There is an old, famous poem (and I’m sure most people know who wrote it, but alas I do not) that says “Gather ye rosebuds while ye may….” I don’t even know the rest of it- just that line. The significance of it hit me tonight. We came home from church and the boys went off with a friend to hang out instead of having dinner with us. “Doing their own thing” is a theme in my house right now. So it was just Emma, the husband and I around the table- and it hit me. I am at a crossroads in motherhood.Two nights ago after a particularly tough conversation with my 15 year old I was feeling down. And to be honest, somewhat sorry for myself. It’s hard work loving a teenage boy who is not in the mood to love you back, but rather to let you know just how much he thinks you should be different. Less or more of anything than who and what you are. Ouch. Then today my oldest walked in to announce how delicious his friend’s mother’s birthday cakes are. “Not that yours are bad, but hers are just so much better” (I’m paraphrasing but that was the jist) This is the same child who I overheard telling a friend that his birthday party is kind of a disappointment this year. Sigh.

They are pulling away. It’s time and it’s normal. And it hurts. I want them to grow up and become men. And I want them to always be close to me. But I have to let go of the one to allow the other. So as I’m feeling all this emotion I look up after dinner to see my nine year old twirling around the living room with her daddy, dancing and laughing. In a split second, my boys were nine and seven and we were around the table listening to music and cracking jokes at dinner every night. They were imitating daddy and vying to get our attention with jokes. I blink and they are annoyed, distant teenagers, struggling with all their might for independence and freedom. I realize with a sudden feeling of panic and a lump in my throat that hurts when I swallow that very, very soon my nine year old will be in the same place. Oh I know it’s a few years off- but considering that 17 years has felt like a slow blink, that hardly comforts.

This is me on a sad day. Not all days with teenagers are like this. Mainly I have loved my sons journey’s into these years. But today I feel the loss. How I want so badly to slow time down and let me make sure I poured enough love and faith into them. What if I didn’t? What if I missed something terribly important?
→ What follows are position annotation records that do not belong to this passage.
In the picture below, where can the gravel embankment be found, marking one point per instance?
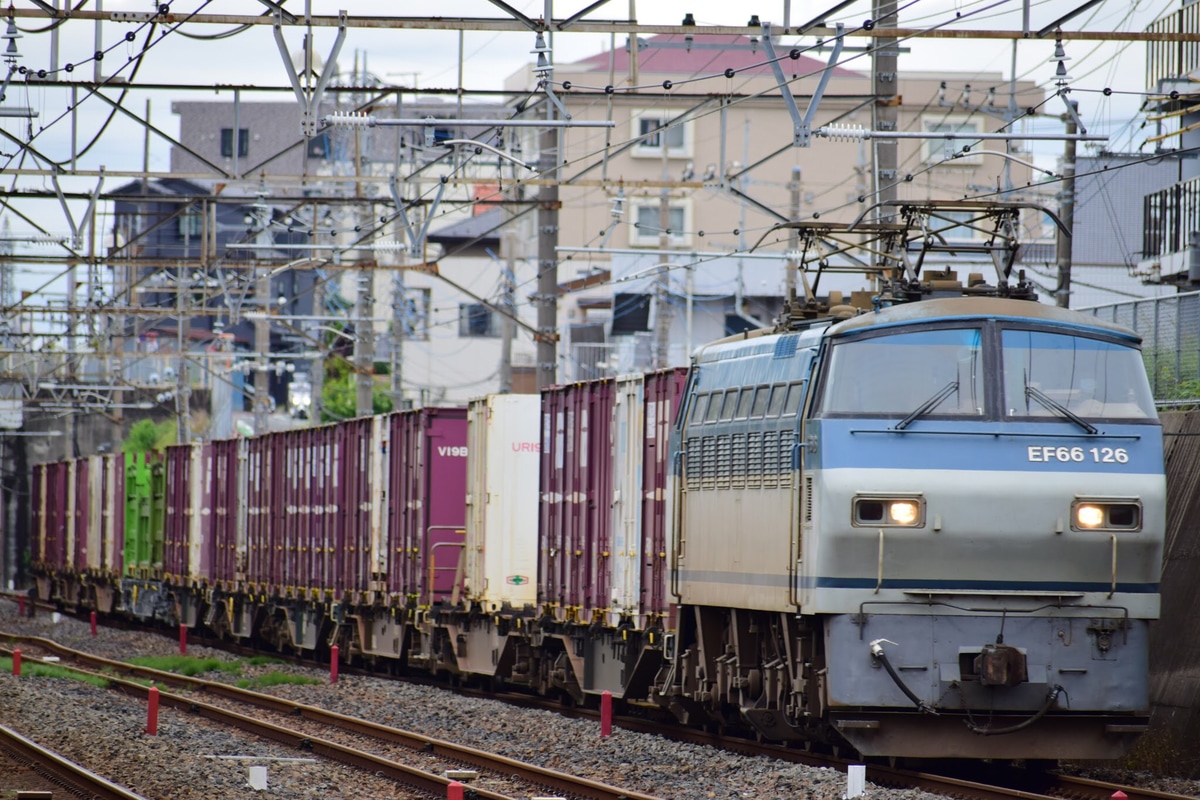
(106, 732)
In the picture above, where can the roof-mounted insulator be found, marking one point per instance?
(844, 132)
(349, 120)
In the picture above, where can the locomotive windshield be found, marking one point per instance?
(1085, 377)
(935, 372)
(951, 372)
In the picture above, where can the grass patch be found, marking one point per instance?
(276, 679)
(37, 669)
(189, 666)
(262, 661)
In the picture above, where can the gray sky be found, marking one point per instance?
(431, 58)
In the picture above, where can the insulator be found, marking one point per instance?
(844, 132)
(349, 119)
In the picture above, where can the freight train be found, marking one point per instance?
(934, 529)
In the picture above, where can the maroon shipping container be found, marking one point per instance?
(309, 518)
(353, 533)
(53, 501)
(426, 499)
(663, 391)
(113, 536)
(77, 512)
(178, 519)
(575, 525)
(223, 479)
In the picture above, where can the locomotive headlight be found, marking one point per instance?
(903, 512)
(1105, 513)
(1089, 516)
(885, 511)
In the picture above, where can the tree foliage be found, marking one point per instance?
(339, 397)
(148, 435)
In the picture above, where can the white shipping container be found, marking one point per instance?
(503, 450)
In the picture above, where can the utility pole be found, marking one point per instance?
(793, 240)
(663, 316)
(364, 344)
(1067, 212)
(262, 218)
(547, 263)
(508, 326)
(883, 85)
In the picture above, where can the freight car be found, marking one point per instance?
(933, 530)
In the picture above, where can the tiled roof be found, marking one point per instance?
(703, 58)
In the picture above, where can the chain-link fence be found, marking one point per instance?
(1170, 331)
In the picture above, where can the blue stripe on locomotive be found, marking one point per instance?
(989, 445)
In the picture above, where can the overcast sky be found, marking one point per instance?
(431, 59)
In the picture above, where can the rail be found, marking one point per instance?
(53, 764)
(421, 780)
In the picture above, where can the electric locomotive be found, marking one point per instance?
(931, 530)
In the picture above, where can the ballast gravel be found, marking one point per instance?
(105, 731)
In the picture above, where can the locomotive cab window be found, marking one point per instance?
(731, 401)
(760, 402)
(744, 403)
(714, 407)
(936, 372)
(1055, 376)
(777, 401)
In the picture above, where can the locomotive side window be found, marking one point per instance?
(760, 402)
(731, 402)
(744, 403)
(714, 407)
(792, 403)
(931, 372)
(1089, 378)
(777, 401)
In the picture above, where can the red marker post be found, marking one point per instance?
(605, 714)
(153, 713)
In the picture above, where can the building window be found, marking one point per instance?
(478, 320)
(318, 146)
(653, 133)
(630, 313)
(227, 142)
(191, 224)
(939, 150)
(647, 218)
(414, 313)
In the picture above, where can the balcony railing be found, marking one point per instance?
(1169, 60)
(1168, 218)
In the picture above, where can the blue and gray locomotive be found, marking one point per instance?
(935, 529)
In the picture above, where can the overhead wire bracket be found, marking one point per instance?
(310, 98)
(802, 127)
(415, 239)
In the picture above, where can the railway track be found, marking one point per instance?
(979, 782)
(495, 777)
(29, 767)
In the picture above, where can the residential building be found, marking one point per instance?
(723, 144)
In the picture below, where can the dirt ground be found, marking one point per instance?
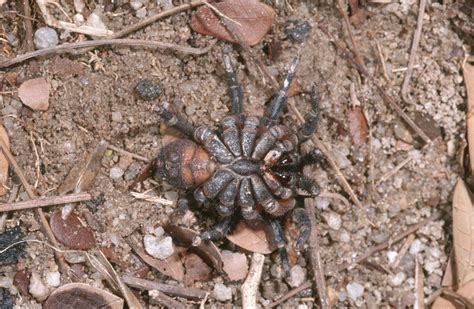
(92, 99)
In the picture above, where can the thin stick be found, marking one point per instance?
(414, 47)
(325, 150)
(315, 256)
(403, 250)
(173, 290)
(250, 287)
(147, 21)
(39, 212)
(164, 300)
(127, 153)
(388, 242)
(46, 201)
(13, 194)
(71, 48)
(28, 26)
(394, 170)
(385, 96)
(289, 294)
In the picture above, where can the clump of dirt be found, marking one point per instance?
(92, 99)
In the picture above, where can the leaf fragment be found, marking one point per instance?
(251, 18)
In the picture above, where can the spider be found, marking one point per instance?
(251, 169)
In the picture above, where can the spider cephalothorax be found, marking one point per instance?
(251, 169)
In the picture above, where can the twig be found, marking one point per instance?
(315, 256)
(173, 290)
(419, 286)
(164, 300)
(28, 25)
(127, 153)
(385, 96)
(325, 150)
(39, 212)
(347, 24)
(250, 287)
(13, 194)
(46, 201)
(147, 21)
(71, 48)
(414, 47)
(388, 242)
(289, 294)
(394, 170)
(403, 250)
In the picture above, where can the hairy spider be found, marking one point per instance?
(252, 168)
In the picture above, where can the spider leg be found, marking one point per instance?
(276, 233)
(279, 99)
(301, 220)
(213, 144)
(311, 118)
(307, 186)
(235, 89)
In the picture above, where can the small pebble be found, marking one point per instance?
(160, 248)
(332, 219)
(354, 290)
(53, 279)
(297, 276)
(398, 279)
(45, 37)
(141, 13)
(37, 288)
(117, 117)
(116, 172)
(221, 292)
(416, 247)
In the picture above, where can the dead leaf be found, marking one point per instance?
(34, 93)
(463, 232)
(452, 301)
(196, 269)
(171, 266)
(4, 162)
(358, 127)
(468, 71)
(71, 231)
(235, 265)
(81, 295)
(82, 175)
(253, 239)
(251, 18)
(206, 250)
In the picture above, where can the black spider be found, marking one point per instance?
(252, 168)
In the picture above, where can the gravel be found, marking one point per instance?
(45, 37)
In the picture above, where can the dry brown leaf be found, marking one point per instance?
(3, 162)
(463, 232)
(251, 18)
(82, 175)
(468, 71)
(71, 231)
(453, 301)
(81, 295)
(235, 265)
(206, 250)
(253, 239)
(196, 269)
(170, 266)
(358, 127)
(34, 93)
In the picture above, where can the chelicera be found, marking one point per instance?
(251, 169)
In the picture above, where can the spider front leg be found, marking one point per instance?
(235, 89)
(311, 118)
(279, 100)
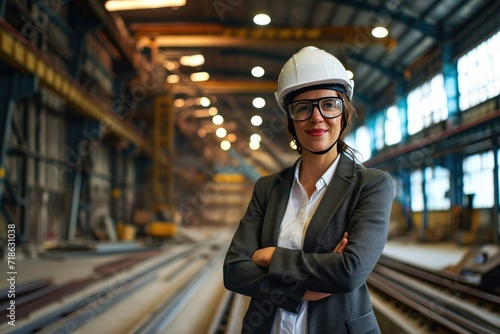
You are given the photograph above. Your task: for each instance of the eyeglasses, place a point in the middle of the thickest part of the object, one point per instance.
(329, 107)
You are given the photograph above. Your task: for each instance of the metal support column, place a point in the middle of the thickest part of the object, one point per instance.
(496, 191)
(6, 103)
(163, 144)
(450, 76)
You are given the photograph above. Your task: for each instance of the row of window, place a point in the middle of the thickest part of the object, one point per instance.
(427, 104)
(478, 81)
(477, 180)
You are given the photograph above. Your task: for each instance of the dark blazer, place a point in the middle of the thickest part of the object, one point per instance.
(358, 200)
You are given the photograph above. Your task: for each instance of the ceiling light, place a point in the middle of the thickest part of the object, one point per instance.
(231, 137)
(221, 132)
(225, 145)
(254, 145)
(380, 32)
(255, 138)
(256, 120)
(258, 71)
(202, 133)
(205, 101)
(170, 65)
(262, 19)
(173, 78)
(199, 76)
(193, 61)
(179, 103)
(218, 119)
(213, 111)
(259, 102)
(115, 5)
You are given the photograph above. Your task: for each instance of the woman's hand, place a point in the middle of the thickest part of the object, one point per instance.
(263, 256)
(311, 296)
(341, 245)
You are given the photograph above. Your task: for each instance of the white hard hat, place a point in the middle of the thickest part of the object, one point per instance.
(310, 67)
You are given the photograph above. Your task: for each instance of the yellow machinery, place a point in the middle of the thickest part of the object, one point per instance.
(163, 224)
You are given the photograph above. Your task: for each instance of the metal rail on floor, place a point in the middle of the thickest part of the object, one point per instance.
(83, 309)
(427, 296)
(162, 317)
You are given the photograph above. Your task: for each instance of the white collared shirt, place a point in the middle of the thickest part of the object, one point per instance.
(298, 214)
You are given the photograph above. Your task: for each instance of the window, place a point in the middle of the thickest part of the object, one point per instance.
(417, 194)
(479, 74)
(363, 142)
(379, 131)
(478, 179)
(427, 105)
(392, 126)
(437, 184)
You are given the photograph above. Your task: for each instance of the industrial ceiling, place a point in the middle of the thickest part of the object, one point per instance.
(223, 31)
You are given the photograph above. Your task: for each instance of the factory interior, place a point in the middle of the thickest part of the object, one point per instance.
(132, 134)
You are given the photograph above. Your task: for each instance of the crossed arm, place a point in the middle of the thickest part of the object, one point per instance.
(263, 258)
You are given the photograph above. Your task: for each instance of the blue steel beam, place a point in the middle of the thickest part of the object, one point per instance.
(425, 28)
(396, 75)
(6, 91)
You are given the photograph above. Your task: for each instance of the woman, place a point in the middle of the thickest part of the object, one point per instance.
(313, 232)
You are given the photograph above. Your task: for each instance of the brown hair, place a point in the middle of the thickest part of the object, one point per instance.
(349, 116)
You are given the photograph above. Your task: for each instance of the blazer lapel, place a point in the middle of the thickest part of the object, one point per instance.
(334, 196)
(276, 206)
How I worry that our relationship will never quite be as close as those early years when they could climb up in my lap for hugs. How I wish I could know what goes on in their heads and hearts, but understand the need for them to keep some feelings and thoughts private. And the need to share some with anyone but mom.

I have many rosebuds I can no longer gather. And I have some left to pick. I intend to make the most of the few short years I have left with my sons at home, and continue to treasure every second I’m given with my whole family under one roof.

And pray like crazy for the grace to hold them with an open palm.